7. Ask for a photo of the finished work

When you ask for the review, invite the customer to add a quick photo of the finished job: the new deck, the clean install, the before-and-after. Reviews with photos stand out in the Map Pack, get read more, and prove your work better than any words could. A homeowner who sees real project photos from real customers is far closer to calling you.

8. Respond to every review, the angry ones too

Replying to reviews is both a trust signal to homeowners and a ranking signal to Google. Thank your five-star customers by name and reference the job. For a critical review, stay calm, own what you can, and move it offline: "I'm sorry the schedule slipped. Please call me directly at [number] so I can make it right." Prospective customers read your responses as closely as the reviews. A composed reply to a complaint about a missed window or a price surprise can win more trust than the complaint costs you. Adapt our templates for responding to negative reviews to your trade.

9. Automate the follow-up so peak season does not kill it

Here is where good intentions die. You mean to ask every customer, but it is 95 degrees, the schedule is slammed, and asking is the first thing that falls off the truck. Automating the after-job request, so every customer gets a timely, personal text without anyone remembering, is the difference between three new reviews a month and forty. Wondering whether these tools deliver? Here is whether automated Google review tools actually work, and how to pick a safe one.
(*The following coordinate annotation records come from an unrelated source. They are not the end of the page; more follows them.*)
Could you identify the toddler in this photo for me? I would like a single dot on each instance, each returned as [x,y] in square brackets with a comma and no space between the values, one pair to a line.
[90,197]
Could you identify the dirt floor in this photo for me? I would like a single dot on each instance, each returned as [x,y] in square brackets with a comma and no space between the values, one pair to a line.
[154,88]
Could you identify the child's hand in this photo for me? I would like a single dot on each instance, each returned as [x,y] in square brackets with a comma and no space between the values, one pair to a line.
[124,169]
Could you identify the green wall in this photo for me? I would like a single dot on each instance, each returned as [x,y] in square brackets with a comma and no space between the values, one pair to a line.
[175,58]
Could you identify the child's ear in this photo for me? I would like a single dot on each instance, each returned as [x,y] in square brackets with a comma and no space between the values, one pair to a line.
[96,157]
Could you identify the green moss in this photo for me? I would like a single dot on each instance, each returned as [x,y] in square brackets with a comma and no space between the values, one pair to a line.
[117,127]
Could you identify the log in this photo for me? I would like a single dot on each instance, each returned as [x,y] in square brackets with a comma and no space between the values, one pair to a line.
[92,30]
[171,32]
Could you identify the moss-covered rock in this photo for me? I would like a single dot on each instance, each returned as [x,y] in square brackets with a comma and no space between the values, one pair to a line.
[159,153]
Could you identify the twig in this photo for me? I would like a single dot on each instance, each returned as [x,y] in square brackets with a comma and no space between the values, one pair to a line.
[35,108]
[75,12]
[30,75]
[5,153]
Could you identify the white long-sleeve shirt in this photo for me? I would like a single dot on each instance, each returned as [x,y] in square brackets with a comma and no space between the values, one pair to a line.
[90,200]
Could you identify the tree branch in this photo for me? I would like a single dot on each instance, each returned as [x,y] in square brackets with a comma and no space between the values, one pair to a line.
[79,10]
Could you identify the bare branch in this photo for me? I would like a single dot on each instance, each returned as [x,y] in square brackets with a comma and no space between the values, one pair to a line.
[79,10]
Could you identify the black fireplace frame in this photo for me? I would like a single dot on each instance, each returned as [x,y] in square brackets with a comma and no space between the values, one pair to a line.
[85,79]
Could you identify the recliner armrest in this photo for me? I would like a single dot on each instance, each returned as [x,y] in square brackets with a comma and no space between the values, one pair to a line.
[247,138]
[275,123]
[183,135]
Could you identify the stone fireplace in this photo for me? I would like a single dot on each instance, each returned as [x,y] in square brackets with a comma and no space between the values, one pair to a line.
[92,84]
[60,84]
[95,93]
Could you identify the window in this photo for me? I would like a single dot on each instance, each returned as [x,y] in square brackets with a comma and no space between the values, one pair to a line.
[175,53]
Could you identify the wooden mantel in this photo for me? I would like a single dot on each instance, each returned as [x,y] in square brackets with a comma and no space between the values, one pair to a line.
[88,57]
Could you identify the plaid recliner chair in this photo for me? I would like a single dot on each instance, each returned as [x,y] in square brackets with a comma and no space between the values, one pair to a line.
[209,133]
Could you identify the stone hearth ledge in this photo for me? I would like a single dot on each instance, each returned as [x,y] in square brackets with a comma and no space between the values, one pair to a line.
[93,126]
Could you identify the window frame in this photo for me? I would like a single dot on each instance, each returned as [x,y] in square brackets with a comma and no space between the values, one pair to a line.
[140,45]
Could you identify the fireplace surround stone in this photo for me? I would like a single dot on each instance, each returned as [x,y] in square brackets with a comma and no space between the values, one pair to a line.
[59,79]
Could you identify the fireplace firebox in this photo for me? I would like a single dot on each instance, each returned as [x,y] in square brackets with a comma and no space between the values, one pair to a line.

The shortcut: let it run while you run the crew

Plummy does tactics 1 through 9 automatically. Add a customer in about 60 seconds, or connect your field service software, and Plummy sends a personal text and email at the right moment, points happy customers to your Google listing, and routes private complaints to you before they go public. You watch your rating climb without pulling a tech off the job.

See how Plummy works

Google reviews vs paying for leads: the contractor math

Review building is different for contractors than for a coffee shop: you have an expensive alternative pulling at your wallet every month. Paid lead platforms like Angi, HomeAdvisor, and Thumbtack will sell you jobs, but contractors routinely report an effective cost north of $1,000 per booked job, and the same lead often gets sold to three or four competitors at once. You are renting access, and the meter never stops.

Google reviews work the opposite way. Every review you earn is an asset you own that lifts your Map Pack ranking and your Local Services Ads, converting the searchers already looking for your trade, the highest-intent leads there are. The work is mostly free, the results compound, and every other channel converts better because homeowners check your reviews before they call regardless. A steady review engine is the cheapest customer acquisition most contractors will ever run.

What NOT to do (the contractor edition)

Staying compliant is simpler than it sounds: ask every customer, ask at the final walkthrough, make it effortless, and never attach a reward. Quality work and showing up on time are what turn those honest reviews into five stars. For the wider playbook beyond the trades, see our guide on how to get more Google reviews.


Frequently asked questions

How do I get more Google reviews for my contracting business?

Ask every customer at the final walkthrough, the moment the finished work impresses them. Train your crew and techs to mention it on the job, put a one-tap review QR code on your invoices, vans, and yard signs, and automate a follow-up text after each job is done and paid so no customer slips through.

Can I offer a discount or gift card for a Google review?

No. Offering money off, a gift card, or any perk in exchange for a review violates Google's policies and the FTC's Consumer Reviews and Testimonials Rule, which carries penalties up to $53,088 per violation. You can ask customers to review you, but you cannot reward them for it.

Are Google reviews better than paying for Angi or HomeAdvisor leads?

For most contractors, yes. Paid lead platforms can cost well over $1,000 per booked job and send the same lead to your competitors. A strong Google review profile lifts your Map Pack ranking and your Local Services Ads, bringing in calls you do not pay per lead for. Reviews are an asset you own, not a cost that resets every month.